Gimme a pigfoot and a bottle of beer (hold the pig's foot)

Billie Holiday

I've actually never tried a pigfoot, pickled or otherwise. So maybe after a few bottles of beer I could give it a go. It's just that feet don't sound too appetizing right now. Beer pretty much always does, though.

What can I say about Billie? She was one of the alltime greats. Look it up. One of her main influences was Bessie Smith. Here's her version of one of Smith's standards:

Billie Holiday – Gimme A Pigfoot (And A Bottle Of Beer) (buy album)

And here is the original:

Bessie Smith - Gimme A Pigfoot (buy album)
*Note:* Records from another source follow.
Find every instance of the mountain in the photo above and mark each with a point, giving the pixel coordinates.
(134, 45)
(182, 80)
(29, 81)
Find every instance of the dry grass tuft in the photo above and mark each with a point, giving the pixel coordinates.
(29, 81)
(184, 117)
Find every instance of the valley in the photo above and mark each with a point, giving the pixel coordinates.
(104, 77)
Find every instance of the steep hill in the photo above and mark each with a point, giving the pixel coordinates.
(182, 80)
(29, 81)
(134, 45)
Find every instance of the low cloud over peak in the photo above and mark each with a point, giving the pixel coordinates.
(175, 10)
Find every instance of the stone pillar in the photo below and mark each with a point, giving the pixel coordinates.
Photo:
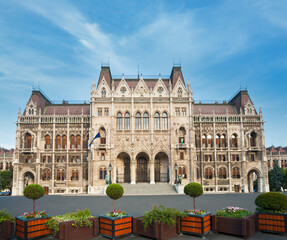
(152, 172)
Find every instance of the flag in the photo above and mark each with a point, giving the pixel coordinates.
(97, 136)
(182, 140)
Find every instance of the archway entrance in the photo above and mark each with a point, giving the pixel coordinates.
(123, 168)
(254, 183)
(142, 168)
(161, 169)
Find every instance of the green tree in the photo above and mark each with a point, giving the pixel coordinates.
(6, 179)
(275, 177)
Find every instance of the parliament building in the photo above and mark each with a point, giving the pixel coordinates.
(151, 130)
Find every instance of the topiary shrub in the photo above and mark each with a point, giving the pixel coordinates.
(271, 202)
(115, 191)
(193, 190)
(34, 191)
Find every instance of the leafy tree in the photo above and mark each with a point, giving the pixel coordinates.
(275, 177)
(6, 179)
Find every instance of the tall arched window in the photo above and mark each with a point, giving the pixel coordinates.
(119, 121)
(138, 121)
(157, 121)
(28, 140)
(164, 121)
(72, 142)
(235, 172)
(127, 120)
(78, 139)
(208, 173)
(146, 121)
(47, 142)
(222, 173)
(64, 142)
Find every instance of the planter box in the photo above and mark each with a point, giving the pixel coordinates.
(157, 231)
(244, 227)
(272, 222)
(31, 228)
(196, 224)
(69, 232)
(114, 227)
(6, 230)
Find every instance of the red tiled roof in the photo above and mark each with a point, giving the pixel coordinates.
(217, 108)
(63, 109)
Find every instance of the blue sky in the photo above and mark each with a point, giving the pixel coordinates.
(222, 45)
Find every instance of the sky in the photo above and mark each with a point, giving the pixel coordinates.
(221, 46)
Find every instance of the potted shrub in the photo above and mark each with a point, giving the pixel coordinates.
(272, 212)
(235, 221)
(73, 226)
(197, 222)
(6, 225)
(115, 223)
(158, 223)
(32, 224)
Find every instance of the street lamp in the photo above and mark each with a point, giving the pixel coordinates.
(175, 168)
(110, 170)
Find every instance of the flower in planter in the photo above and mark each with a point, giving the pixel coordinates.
(233, 212)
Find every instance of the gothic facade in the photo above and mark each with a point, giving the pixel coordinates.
(149, 127)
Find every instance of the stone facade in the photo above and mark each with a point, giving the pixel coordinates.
(148, 127)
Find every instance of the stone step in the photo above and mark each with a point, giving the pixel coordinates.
(148, 189)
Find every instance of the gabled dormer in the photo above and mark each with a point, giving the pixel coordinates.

For today's songs, any bottle of beer will do.

One more One For My Baby:

You've already heard Frank's version (a few posts ago). Here's Billie's version. For those keeping score, Billie Holiday and Frank Sinatra are my two favorite vocalists of the 20th Century. And they both sang my favorite drinking song. Life is good.

Billie Holiday - One For My Baby (And One More For The Road) (buy album)

This torch that I've found must be drowned...

Bessie Smith


godoggo said...

There are oddly few drinking songs in what's often called theGreat American Songbook, more of alcohol as metaphor, "You go to my head like a sip of sparkling Burgundy brew," and so on, often noting that the singer isn't drinking...I was thinking, if you like Billie that much, that would seem to be a selling point for my girl Carmen. After all, they used to spend their shared birthday drinking together (in addition to more intimate activities, it's said); Carmen pretty much started her professional career by selling Billie a song she wrote; Carmen recorded two Billie tribute albums, in addition to the various Billie songs scattered throughout her discography....but I just looked at an online song list, and couldn't find a single true drinking song. Oh, well...

godoggo said...

...but maybe when you get to the end of the list you could play "Black Coffee" by Sarah Vaughan...

godoggo said...

...and one more for the road:

Apologies if offense is given by the term I used for the repertoire singers like these worked with, the vocal portion of what jazz musicians call standards. It's called what it's called.